By precisely engineering the structure of the electrode, changing it to a highly porous form of graphene, adding lithium iodide, and changing the chemical makeup of the electrolyte, the researchers were able to reduce the ‘voltage gap’ between charge and discharge to 0.2 volts. A small voltage gap equals a more efficient battery, as previous versions of a lithium-air battery have only managed to get the gap down to 0.5 – 1.0 volts, whereas 0.2 volts is closer to that of a conventional Li-ion battery, and equates to an energy efficiency of 93%.

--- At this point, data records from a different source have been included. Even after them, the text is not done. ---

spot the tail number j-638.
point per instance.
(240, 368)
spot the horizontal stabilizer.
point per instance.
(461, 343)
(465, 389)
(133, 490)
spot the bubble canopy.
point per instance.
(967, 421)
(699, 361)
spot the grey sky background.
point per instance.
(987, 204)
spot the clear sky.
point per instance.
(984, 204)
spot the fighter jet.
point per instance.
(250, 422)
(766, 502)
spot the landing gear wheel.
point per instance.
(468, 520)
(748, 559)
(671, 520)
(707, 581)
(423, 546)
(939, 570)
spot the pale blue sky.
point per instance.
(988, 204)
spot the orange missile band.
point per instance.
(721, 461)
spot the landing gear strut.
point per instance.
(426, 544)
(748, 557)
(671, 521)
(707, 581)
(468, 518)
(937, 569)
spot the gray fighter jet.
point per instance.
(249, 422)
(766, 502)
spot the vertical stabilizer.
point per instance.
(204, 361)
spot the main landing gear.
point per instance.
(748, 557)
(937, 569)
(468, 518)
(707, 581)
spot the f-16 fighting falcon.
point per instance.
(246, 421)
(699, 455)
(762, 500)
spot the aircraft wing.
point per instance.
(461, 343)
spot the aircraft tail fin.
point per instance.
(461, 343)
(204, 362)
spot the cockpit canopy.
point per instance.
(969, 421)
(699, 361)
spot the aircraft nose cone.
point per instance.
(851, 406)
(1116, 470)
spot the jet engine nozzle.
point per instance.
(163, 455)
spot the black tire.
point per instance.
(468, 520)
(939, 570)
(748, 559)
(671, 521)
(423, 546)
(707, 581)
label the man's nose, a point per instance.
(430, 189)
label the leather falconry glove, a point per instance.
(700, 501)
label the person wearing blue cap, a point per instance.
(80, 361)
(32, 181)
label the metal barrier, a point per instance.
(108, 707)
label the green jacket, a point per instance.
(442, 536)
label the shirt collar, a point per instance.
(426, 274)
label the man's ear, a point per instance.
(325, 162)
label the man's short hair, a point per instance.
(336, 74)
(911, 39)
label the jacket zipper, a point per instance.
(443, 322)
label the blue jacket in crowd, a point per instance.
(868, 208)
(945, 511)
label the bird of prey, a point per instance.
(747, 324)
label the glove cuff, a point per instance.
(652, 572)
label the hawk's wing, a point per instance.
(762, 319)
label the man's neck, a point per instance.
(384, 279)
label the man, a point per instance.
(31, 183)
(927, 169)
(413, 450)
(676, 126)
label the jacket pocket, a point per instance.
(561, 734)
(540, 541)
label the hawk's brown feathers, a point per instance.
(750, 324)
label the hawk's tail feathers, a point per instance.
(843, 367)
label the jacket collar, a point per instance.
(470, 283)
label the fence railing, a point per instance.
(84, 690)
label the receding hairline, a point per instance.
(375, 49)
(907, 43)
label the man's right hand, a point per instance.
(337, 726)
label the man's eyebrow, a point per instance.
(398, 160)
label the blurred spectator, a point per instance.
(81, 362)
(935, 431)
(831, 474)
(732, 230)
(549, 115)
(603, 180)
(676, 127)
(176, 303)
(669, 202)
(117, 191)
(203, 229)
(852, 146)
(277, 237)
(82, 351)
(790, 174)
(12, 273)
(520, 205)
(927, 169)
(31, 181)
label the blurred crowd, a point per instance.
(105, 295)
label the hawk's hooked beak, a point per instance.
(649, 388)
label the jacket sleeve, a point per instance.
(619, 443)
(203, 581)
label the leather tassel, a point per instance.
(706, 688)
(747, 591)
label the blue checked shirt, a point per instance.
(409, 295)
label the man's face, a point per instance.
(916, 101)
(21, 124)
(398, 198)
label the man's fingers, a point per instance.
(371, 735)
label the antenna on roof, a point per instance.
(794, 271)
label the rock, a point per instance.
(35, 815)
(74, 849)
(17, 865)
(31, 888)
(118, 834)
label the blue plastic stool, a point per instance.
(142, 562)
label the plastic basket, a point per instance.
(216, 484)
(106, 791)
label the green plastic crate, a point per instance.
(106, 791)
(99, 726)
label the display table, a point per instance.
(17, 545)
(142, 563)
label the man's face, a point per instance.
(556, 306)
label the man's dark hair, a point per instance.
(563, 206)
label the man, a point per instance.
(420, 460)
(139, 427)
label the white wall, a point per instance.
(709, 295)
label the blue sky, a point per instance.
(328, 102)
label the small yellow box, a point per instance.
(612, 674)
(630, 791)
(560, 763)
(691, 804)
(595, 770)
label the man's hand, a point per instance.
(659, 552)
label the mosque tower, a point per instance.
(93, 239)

The highly porous graphene electrode also greatly increases the capacity of the demonstrator, although only at certain rates of charge and discharge. Other issues that still have to be addressed include finding a way to protect the metal electrode so that it doesn’t form spindly lithium metal fibers known as dendrites, which can cause batteries to explode if they grow too much and short-circuit the battery. Related: U.S. Production Finally Starting To Drop Significantly
Additionally, the demonstrator can only be cycled in pure oxygen, while the air around us also contains carbon dioxide, nitrogen and moisture, all of which are generally harmful to the metal electrode.
Liu said, “There’s still a lot of work to do. But what we’ve seen here suggests that there are ways to solve these problems – maybe we’ve just got to look at things a little differently.”
Grey wound up the press release with, “While there are still plenty of fundamental studies that remain to be done, to iron out some of the mechanistic details, the current results are extremely exciting – we are still very much at the development stage, but we’ve shown that there are solutions to some of the tough problems associated with this technology.”
The research results at Cambridge are very encouraging. Very high efficiency, high density, already over five years of daily charge cycles, its like a dream. While a decade away seems to be quite a long time, a few more of those thoughts “looking at things a little differently” could speed things up enormously.